WorldUK PM hopefuls double down on China

This week’s primary issue focused around how to counter the People’s Republic of China.

London: The leadership contest between Liz Truss and Rishi Sunak continues. This week it is perceived that Truss will be the next Prime Minister. It is no secret in the media that Boris Johnson favours Truss. Sunak is the fall guy for starting the avalanche of resignations from Johnson’s government, a reputation that has made him unpopular with the grassroots. His image and life story are seen as too slick and privileged, whereas Truss’s delivery is stilted and her state-educated life story, plus her transformation into a Conservative, resonates with members and voters.
Times have changed, and now foreign policy is a hot potato in campaigns. This week’s primary issue focused around how to counter the People’s Republic of China. Sunak, who is trailing in the polls behind Truss, was first out of the start box, painting a bleak picture of China’s threat to the UK’s national security and the economy through theft, infiltration, and insurmountable debt. Sunak proposed banning Confucius Institutes (thought to be about 30 in the UK) and mandating British universities to disclose any foreign funding partnerships worth more than £50,000. Creating a new NATO-style international alliance of free nations to defend against Chinese cyber-threats and to use MI5 to help British businesses counter Chinese spying and industrial espionage and scrutinise Chinese acquisitions of key British assets. Some people found Sunak’s new facing down China hard to swallow, as previously he was all for inviting the China Investment Corporation to set up in London, and was welcoming of listing Chinese companies on the London Stock Exchange. Sunak took some flak from conservatives for referring to China as a nation and not to the Chinese Communist Party.
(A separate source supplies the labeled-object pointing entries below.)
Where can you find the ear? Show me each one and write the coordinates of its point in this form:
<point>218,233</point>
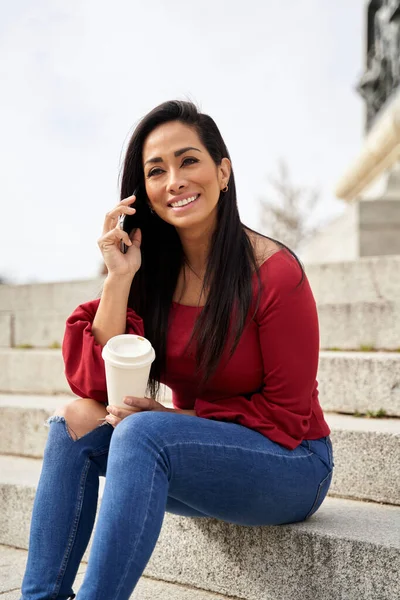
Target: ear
<point>225,169</point>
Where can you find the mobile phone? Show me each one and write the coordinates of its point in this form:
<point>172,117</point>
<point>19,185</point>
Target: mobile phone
<point>129,222</point>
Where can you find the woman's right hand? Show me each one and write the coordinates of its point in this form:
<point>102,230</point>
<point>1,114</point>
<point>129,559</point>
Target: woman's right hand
<point>116,261</point>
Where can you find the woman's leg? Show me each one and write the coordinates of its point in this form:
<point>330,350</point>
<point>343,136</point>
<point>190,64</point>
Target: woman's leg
<point>219,469</point>
<point>66,500</point>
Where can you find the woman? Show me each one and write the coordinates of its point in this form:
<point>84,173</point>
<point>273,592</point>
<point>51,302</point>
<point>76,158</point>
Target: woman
<point>233,321</point>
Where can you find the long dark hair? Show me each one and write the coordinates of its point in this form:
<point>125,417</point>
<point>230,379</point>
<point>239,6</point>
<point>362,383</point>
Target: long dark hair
<point>231,261</point>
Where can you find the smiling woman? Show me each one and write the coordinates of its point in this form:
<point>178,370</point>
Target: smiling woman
<point>233,321</point>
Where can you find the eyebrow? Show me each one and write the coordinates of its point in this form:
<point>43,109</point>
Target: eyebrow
<point>176,153</point>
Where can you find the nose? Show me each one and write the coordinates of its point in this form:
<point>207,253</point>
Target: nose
<point>176,181</point>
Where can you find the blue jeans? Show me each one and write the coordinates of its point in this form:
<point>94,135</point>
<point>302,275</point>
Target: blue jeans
<point>157,462</point>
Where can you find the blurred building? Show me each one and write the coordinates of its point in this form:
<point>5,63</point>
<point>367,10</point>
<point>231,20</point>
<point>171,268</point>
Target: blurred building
<point>370,225</point>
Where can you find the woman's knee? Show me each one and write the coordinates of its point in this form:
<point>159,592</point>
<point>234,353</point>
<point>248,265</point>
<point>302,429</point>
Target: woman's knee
<point>82,415</point>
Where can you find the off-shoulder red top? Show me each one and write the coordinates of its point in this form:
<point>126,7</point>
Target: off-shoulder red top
<point>268,385</point>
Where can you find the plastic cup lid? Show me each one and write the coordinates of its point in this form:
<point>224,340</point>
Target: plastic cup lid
<point>129,349</point>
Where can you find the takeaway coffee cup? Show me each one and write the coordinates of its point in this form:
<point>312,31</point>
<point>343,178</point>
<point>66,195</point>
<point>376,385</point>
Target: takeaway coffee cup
<point>127,360</point>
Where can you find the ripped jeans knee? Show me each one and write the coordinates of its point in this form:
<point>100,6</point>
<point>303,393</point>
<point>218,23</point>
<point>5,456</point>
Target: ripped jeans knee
<point>74,436</point>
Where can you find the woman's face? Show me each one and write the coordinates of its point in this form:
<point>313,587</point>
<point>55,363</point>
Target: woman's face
<point>177,166</point>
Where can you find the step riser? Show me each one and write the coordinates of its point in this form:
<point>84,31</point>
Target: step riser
<point>366,463</point>
<point>353,326</point>
<point>344,326</point>
<point>348,382</point>
<point>12,569</point>
<point>351,382</point>
<point>371,572</point>
<point>372,279</point>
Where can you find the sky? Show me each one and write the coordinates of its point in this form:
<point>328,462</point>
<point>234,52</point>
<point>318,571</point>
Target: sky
<point>76,77</point>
On Thursday, timed to chime with the first day of the Commonwealth Games, Liz Truss, who has been hawkish about the CCP since becoming Foreign Secretary, launched her Commonwealth Strategy “to act as a vital bulwark to China” and other authoritarian regimes seeking to undermine democratic values and freedom. This strategy is a perfect fusion of trade policy and geopolitics. Truss believes the Commonwealth, which is the largest group of nations that does not contain either China or Russia, has an increasingly important role to play in global geopolitics. Truss talks about strengthening economic security across freedom-loving nations to counter the malign influence of the PRC, and with a nod to Boris Johnson, she puts Global Britain at the heart of the Commonwealth. It is no coincidence that the commercial and environmental aims of the Commonwealth are in sync with the goals of the G7 and AUKUS. Many Commonwealth countries have ports in strategic locations along the essential global shipping routes for freedom of navigation and the re-configuration of supply chains. Commonwealth countries are stakeholders in the resources the rest of the world needs: rare earth elements, food, fish stocks, intellectual capital, people; and the Indo-Pacific is the future resource for solar, wind, and sea renewable energy and unquantified reserves of oil and gas.
Still, with five weeks to go, anything can happen, and there is Boris Johnson champing to get involved—14,000 have signed the petition for Johnson to carry on as PM. Whoever gets the job in No10 is not in for an easy ride. Once installed, there is inflation to wrestle with; energy prices and the cost of living to somehow reduce; the Rwanda immigration policy to implement; the divisions still existential amongst Tory MPs will make it tricky to pass legislation; all against the potential backdrop of the new PM having no mandate and the media calling for a general election.